Originally Posted by +3dB:
“If you believe you're seeing a difference in PQ from one digital HDMI cable to another, please just think about this logically.
It's perfectly possible for the data to arrive incorrectly, or differently. There's not such rigorous error correction as on a USB or ethernet connection for example.
But to have an effect on PQ the same error would have to be replicated every frame. For one pixel that's pretty much a million-to-one chance. If you are claiming to see for example a different shade of black then the same error would have to arise every time there's black pixel on screen - almost literally no chance.
I'm sorry, but there's no way that a functioning HDMI cable will produce a change in picture quality whether it came from the pound shop or cost more than your house, no matter how much you may convince yourself that you're seeing a difference.”
That is of course the major difference between analogue and digital.
A cable is a complex network of resistance, capacitance and inductance . Just the sort of components one would use to make a filter circuit. So it is no surprise that a cable could affect the frequency response of the signal passing through it.
Factor in multiple conductors in close proximity and you have plenty of opportunity for induction of the signal in one cable into those alongside it. Plus the some of the more common sources of interference mimic analogue signals. Mains hum for example.
So there is scope for an analogue cable to have a noticeable effect.
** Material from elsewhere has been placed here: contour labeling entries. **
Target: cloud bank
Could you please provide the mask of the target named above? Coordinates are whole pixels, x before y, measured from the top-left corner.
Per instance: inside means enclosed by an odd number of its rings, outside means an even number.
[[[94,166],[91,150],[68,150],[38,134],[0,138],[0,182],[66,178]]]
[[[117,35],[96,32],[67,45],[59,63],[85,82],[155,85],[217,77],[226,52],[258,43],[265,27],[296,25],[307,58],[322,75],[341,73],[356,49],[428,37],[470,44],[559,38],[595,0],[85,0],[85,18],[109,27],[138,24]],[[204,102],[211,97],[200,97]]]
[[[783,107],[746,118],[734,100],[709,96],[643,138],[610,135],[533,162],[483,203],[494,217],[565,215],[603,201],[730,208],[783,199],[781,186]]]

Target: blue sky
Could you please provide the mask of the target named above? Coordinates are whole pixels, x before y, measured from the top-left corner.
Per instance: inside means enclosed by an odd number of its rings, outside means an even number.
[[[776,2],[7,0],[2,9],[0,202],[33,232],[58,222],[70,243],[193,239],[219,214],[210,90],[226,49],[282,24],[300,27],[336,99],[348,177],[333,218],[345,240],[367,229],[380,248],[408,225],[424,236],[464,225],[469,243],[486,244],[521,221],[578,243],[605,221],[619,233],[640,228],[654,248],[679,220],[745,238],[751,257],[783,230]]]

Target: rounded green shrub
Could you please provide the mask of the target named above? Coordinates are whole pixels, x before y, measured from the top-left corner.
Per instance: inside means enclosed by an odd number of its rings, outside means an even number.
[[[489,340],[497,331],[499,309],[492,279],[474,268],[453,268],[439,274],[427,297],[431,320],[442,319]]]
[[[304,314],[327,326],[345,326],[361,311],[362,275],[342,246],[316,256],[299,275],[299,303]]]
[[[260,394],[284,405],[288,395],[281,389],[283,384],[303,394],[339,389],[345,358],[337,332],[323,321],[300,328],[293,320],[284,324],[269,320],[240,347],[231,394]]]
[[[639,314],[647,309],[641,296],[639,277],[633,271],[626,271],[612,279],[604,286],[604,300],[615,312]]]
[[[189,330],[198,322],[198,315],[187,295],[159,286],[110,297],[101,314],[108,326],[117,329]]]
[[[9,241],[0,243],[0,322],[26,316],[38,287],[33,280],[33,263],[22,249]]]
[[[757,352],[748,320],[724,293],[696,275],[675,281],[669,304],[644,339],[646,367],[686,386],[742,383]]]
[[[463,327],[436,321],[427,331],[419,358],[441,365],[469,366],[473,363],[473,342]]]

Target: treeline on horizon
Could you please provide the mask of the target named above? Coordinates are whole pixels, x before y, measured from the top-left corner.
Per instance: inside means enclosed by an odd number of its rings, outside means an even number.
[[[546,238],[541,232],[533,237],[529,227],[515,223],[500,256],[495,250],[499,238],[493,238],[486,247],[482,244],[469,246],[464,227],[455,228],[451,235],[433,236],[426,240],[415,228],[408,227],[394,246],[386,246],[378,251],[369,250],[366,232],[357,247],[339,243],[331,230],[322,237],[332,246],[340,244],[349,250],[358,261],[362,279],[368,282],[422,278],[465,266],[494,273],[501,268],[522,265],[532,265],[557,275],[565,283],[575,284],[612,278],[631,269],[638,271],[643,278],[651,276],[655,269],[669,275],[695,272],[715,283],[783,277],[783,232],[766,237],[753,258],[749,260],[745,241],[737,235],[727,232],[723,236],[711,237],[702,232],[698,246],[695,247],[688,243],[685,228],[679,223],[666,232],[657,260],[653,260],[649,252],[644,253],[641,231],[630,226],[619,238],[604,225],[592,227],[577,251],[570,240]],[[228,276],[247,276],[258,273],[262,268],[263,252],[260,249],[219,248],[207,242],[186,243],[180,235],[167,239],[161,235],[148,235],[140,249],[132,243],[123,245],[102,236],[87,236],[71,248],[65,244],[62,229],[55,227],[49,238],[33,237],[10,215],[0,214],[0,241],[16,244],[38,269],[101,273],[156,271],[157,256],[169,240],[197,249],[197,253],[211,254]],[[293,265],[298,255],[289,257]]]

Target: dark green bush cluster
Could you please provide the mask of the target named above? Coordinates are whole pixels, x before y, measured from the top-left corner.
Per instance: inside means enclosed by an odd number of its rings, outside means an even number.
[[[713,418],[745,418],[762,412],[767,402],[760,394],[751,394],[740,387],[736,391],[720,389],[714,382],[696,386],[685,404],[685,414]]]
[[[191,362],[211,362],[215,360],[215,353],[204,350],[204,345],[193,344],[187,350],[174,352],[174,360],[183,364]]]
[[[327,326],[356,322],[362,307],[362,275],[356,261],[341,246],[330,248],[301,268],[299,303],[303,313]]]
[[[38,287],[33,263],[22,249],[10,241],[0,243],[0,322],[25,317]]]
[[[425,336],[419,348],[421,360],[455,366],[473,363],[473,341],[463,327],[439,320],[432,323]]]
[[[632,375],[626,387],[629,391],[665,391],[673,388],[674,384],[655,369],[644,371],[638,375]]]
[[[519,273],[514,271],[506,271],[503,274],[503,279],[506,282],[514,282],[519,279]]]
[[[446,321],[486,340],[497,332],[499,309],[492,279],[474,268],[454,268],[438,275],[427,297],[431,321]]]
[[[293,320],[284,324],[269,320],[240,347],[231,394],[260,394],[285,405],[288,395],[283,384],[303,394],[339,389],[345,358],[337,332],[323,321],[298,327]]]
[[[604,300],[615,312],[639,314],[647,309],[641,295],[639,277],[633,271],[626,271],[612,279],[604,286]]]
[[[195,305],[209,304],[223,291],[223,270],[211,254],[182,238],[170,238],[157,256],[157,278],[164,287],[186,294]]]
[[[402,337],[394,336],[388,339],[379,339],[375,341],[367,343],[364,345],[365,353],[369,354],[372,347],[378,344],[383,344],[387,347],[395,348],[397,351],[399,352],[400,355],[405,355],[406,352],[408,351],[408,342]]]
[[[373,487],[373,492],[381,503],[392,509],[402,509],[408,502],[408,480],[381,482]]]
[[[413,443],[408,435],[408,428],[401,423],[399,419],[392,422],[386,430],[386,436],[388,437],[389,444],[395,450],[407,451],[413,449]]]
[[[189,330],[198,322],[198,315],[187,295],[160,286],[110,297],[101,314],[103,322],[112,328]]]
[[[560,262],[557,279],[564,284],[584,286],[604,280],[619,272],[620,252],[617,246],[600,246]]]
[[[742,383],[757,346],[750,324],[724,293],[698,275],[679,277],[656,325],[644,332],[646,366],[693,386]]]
However for a digital cable to seriously affect quality in the way I have seen described in the HiFi press the cable needs to have some serious DSP capability. It would need to be able to identify the block of binary digits that represent the pixel or audio sample and apply some serious maths to it to modify the value so that a dark grey sample for example became a full black.
To illustrate this using Photoshop I found the value of a very dark grey that was slightly different to black it has a binary RGB value 000101100001011000010110. Full black is 000000000000000000000000. Now what do you think the chances are of the nine ones in the dark grey value being changed to zeros to make the black value? And for every single dark grey pixel.
About as much chance as me winning the lottery every single Saturday and Wednesday from now till the day I drop down dead without buying a single ticket I would guess
So you can see a simple random act of changing a one to a zero or vice versa will not have anything like the same effect. A digital system has only two values of interest one or zero. A binary digit cannot be a little bit more one or a bit less zero just because you change the cable. It is either one or zero and provided they get from A to B in the correct order then the cable has done it's job.
In the analogue world it is entirely possible for a cable to introduce a rise in frequency response at 6kHz for example. Which will sound different to one that is flat. The reason being that analogue has an infinite range of values between total silence and making your ears bleed. So the changes induced by the cable resemble normal variations in the signal.